Here’s the thing: If you believe that it is “provocative” to put a center devoted to the study of all of Islam near the site of the attacks, then you are inescapably legitimizing the idea that all of Islam is somehow responsible for, or should be vaguely associated with, those attacks. If you don’t believe that — if you believe that the attacks were carried out by a group that perverted Islam and wasn’t genuinely acting on its behalf — then you wouldn’t have any reason to see the building of a project nearby devoted to studying Islam as “provocative.”

Claiming that the attacks were carried out “in the name” of Islam is a transparent way to dodge that simple truth. It’s a way for Krauthammer to make an argument premised inescapably on the idea that all of Islam should be somehow conflated with the attacks while claiming he isn’t doing that at all.

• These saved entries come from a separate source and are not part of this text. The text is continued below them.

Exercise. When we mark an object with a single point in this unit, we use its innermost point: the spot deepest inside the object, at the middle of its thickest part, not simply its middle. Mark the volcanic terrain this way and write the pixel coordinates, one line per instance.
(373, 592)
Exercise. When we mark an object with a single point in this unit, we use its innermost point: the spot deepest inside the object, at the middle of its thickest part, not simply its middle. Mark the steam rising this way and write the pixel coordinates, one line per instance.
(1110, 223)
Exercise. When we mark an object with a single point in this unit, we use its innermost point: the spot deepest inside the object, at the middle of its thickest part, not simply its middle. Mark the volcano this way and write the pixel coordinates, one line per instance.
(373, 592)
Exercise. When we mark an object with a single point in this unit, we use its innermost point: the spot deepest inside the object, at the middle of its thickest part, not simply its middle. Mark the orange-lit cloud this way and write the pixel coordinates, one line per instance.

It’s generally the case that bigots can’t see their own bigotry. The minute you recognize your bigotry as bigotry, you begin the process of letting go of bigotry. Die-hard bigots, on the other hand, believe their opinions are simple facts and think people who disagree with them are nuts or naive. So the bigots will continue to deny they are bigots and take offense at being called bigots — but they’re still bigots.